Hi there I am aiming to record 1 hr videos at 500x375) from a raspberry pi (running 64-bit bullseye) which need to be recorded in such a way that they can endure unexpected program termination or system shutdown.
Currently I am using a bash script utilising libcamera-vid and libav:
libcamera-vid -t $filmDuration --framerate 5 --width 500 --height 375 --nopreview --codec libav --libav-format avi -o "$(date +%Y%m%d_%H%M.avi)" --tuning-file /usr/share/libcamera/ipa/raspberrypi/imx219_noir.json
I initially encoded h.264 as mp4 but found that any interruption of the script would corrupt the file and I lack the understanding to work around this (though I suspect a method exists).
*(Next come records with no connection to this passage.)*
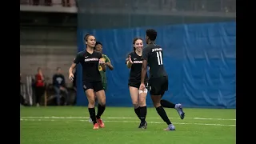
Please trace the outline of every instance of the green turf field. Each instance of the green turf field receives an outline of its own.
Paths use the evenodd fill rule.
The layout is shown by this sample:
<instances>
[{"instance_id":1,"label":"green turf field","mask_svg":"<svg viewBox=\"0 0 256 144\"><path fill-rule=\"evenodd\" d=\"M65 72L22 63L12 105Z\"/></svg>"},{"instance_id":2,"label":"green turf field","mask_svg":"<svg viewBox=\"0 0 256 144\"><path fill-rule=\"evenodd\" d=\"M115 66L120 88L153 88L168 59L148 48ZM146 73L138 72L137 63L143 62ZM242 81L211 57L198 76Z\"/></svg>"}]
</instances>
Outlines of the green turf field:
<instances>
[{"instance_id":1,"label":"green turf field","mask_svg":"<svg viewBox=\"0 0 256 144\"><path fill-rule=\"evenodd\" d=\"M96 109L97 110L97 109ZM22 144L234 144L235 110L186 109L181 120L166 109L176 131L163 131L166 124L155 109L148 108L146 130L138 130L134 109L107 107L106 127L93 130L86 107L21 107Z\"/></svg>"}]
</instances>

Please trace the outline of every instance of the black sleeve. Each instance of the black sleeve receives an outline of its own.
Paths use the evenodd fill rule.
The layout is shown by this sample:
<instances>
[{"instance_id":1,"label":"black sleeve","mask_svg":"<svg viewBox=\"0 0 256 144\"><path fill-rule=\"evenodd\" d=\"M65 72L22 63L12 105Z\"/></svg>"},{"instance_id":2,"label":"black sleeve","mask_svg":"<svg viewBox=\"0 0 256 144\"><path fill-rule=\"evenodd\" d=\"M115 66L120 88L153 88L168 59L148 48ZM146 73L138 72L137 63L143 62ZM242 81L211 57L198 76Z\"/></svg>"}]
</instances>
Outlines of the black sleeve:
<instances>
[{"instance_id":1,"label":"black sleeve","mask_svg":"<svg viewBox=\"0 0 256 144\"><path fill-rule=\"evenodd\" d=\"M62 75L62 84L61 84L61 86L63 86L63 87L65 87L66 86L66 82L65 82L65 77L64 77L64 75Z\"/></svg>"},{"instance_id":2,"label":"black sleeve","mask_svg":"<svg viewBox=\"0 0 256 144\"><path fill-rule=\"evenodd\" d=\"M54 76L53 76L53 85L54 86L55 86L55 84L56 84L56 75L54 74Z\"/></svg>"},{"instance_id":3,"label":"black sleeve","mask_svg":"<svg viewBox=\"0 0 256 144\"><path fill-rule=\"evenodd\" d=\"M146 47L145 47L142 50L142 60L146 60L147 61L148 60L148 58L149 58L149 55L150 55L150 49L148 49Z\"/></svg>"},{"instance_id":4,"label":"black sleeve","mask_svg":"<svg viewBox=\"0 0 256 144\"><path fill-rule=\"evenodd\" d=\"M129 58L129 55L130 55L131 60L133 60L133 57L134 57L133 52L129 53L126 56L126 58ZM127 63L126 58L126 64Z\"/></svg>"},{"instance_id":5,"label":"black sleeve","mask_svg":"<svg viewBox=\"0 0 256 144\"><path fill-rule=\"evenodd\" d=\"M102 53L99 53L99 52L98 52L98 58L103 58L103 55L102 55Z\"/></svg>"},{"instance_id":6,"label":"black sleeve","mask_svg":"<svg viewBox=\"0 0 256 144\"><path fill-rule=\"evenodd\" d=\"M73 62L75 64L78 64L80 62L80 59L81 59L81 53L78 53Z\"/></svg>"}]
</instances>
The avi format on the other hand seems more robust and so I moved to using it but I am having a fairly serious issue by which the file appears to think the video is running at 600fps, rather than 5.
As far as I can tell this is not the case and there has been no loss in video duration that I would expect if the frames were being condensed but the machine learning toolkit (utilising openCV) these videos are recorded for takes the fps information as part of its novel video analysis effectively making it unable to analyse them.
I am not sure why exactly this is occurring or how to fix it but any advice would be very welcome; including any suggestions for other encoding software or solutions to recording to mp4 in a way that avoids corruption.
Not resolved as such but after opening an issue at the libcamera-apps repo this behaviour has been replicated and confirmed to be unintended.
While a similar issue that was effecting the mkv format incorrectly reporting its fps (as 30 according ffprobe
) has been fixed, currently the issue with avi files incorrectly reporting fps has not.
Edit: New update to the libcamera-apps has now fixed the avi issue as well according to latest commit.